January 17, 2023
Researchers at the University of Southern California have developed an AI model capable of accurately evaluating the age of the human brain.
Evaluating brain age could lead to better predictions of future health risks, including Alzheimer’s disease.
“People age at different rates, and so do tissue types in the body. We know this colloquially when we say, ‘So-and-so is 40, but looks 30.’ The same idea applies to the brain. The brain of a 40-year-old may look as ‘young’ as the brain of a 30-year-old, or as ‘old’ as that of a 60-year-old,” said study author Andrei Irimia, assistant professor of gerontology, biomedical engineering and neuroscience at the USC Leonard Davis School of Gerontology.
The findings were published in the Proceedings of the National Academy of Sciences.
Early detection of cognitive decline can lead to intervention and personalized treatment plans for neurodegenerative diseases. “Interpretable AI can become a powerful tool for assessing the risk for Alzheimer’s and other neurocognitive diseases,” said Irimia.
The AI model was trained on MRI brain scans of 4,681 cognitively sound patients. Some of the participants developed Alzheimer’s disease or cognitive decline. The average absolute error was 2.3 years, which was over a year more accurate than a current brain age modeling system that uses a different neural network architecture.
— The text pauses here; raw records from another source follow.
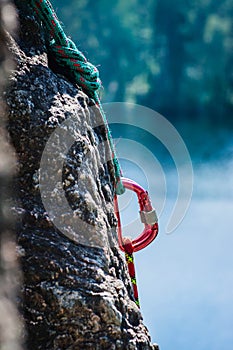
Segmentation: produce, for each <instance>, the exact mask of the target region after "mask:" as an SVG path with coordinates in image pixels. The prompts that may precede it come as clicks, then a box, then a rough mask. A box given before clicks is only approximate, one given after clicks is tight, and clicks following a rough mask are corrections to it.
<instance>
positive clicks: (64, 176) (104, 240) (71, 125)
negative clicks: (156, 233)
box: [5, 0, 157, 350]
mask: <svg viewBox="0 0 233 350" xmlns="http://www.w3.org/2000/svg"><path fill="white" fill-rule="evenodd" d="M29 3H30V1H22V0H21V1H15V5H16V7H17V11H18V17H19V18H18V20H19V25H20V32H19V35H18V36H17V37H16V38H14V39H13V38H12V37H9V38H8V40H9V45H10V49H11V51H12V53H13V55H14V59H15V62H16V63H17V69H16V70H15V72H14V74H12V75H11V78H10V88H8V90H7V93H6V96H5V98H6V102H7V105H8V109H9V114H8V130H9V134H10V138H11V143H12V145H13V146H14V148H15V152H16V157H17V161H18V162H17V164H18V165H17V175H16V176H15V180H14V184H13V190H14V194H15V199H16V204H15V205H14V211H15V213H16V216H17V239H18V246H19V249H18V250H19V254H20V259H21V266H22V270H23V276H24V281H23V287H22V294H23V296H22V298H21V301H20V311H21V313H22V315H23V317H24V320H25V334H27V336H25V339H26V343H27V349H29V350H37V349H38V350H39V349H43V350H46V349H48V350H52V349H54V350H59V349H60V350H62V349H70V350H71V349H75V350H78V349H80V350H85V349H93V350H94V349H96V350H97V349H101V350H102V349H108V350H110V349H122V350H126V349H141V350H146V349H157V347H156V346H155V345H152V344H151V342H150V337H149V334H148V331H147V329H146V327H145V326H144V324H143V321H142V316H141V313H140V311H139V309H138V308H137V306H136V305H135V303H134V301H133V292H132V287H131V284H130V280H129V276H128V272H127V267H126V265H125V262H124V259H123V257H122V255H121V253H120V251H119V248H118V244H117V239H116V219H115V216H114V210H113V185H112V183H113V181H114V179H113V166H112V162H111V160H110V148H109V145H108V141H107V140H106V130H105V127H104V125H103V121H102V116H101V114H100V113H99V110H98V108H97V107H96V106H94V104H93V101H92V100H91V99H90V98H88V96H86V95H85V94H84V93H83V92H82V91H81V90H80V89H78V87H77V86H74V85H72V84H71V83H70V82H69V81H68V80H67V79H66V78H65V77H63V76H61V75H58V74H56V73H55V72H53V71H52V70H51V69H50V67H49V66H48V60H47V52H46V46H45V42H44V38H43V29H42V28H41V26H40V23H38V21H37V18H35V16H34V14H33V11H32V9H31V8H30V6H29ZM68 146H69V147H68ZM46 147H47V148H46ZM57 218H58V219H57ZM12 349H13V348H12Z"/></svg>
Using the data from the brain MRIs, Irimia’s team developed a neural network to predict the age of the subjects. The first phase involved training the model to create detailed anatomic brain maps that show patterns of aging. The second phase involved the comparison of the participant’s chronological age and the biological age of the brain.
The scientists found that the larger variance showed a correlation with the severity of cognitive decline, an indicator of Alzheimer’s disease.
The AI model also illustrated gender differences in the aging process in different parts of the brain. For instance, women tend to age slower in the right hemisphere of the brain. Men aged faster in the brain’s motor cortex; an area of the brain responsible for motor function.In the future, Irimia’s team believe the model could be applied to the aging process in general, which could have beneficial applications in personalized medicine.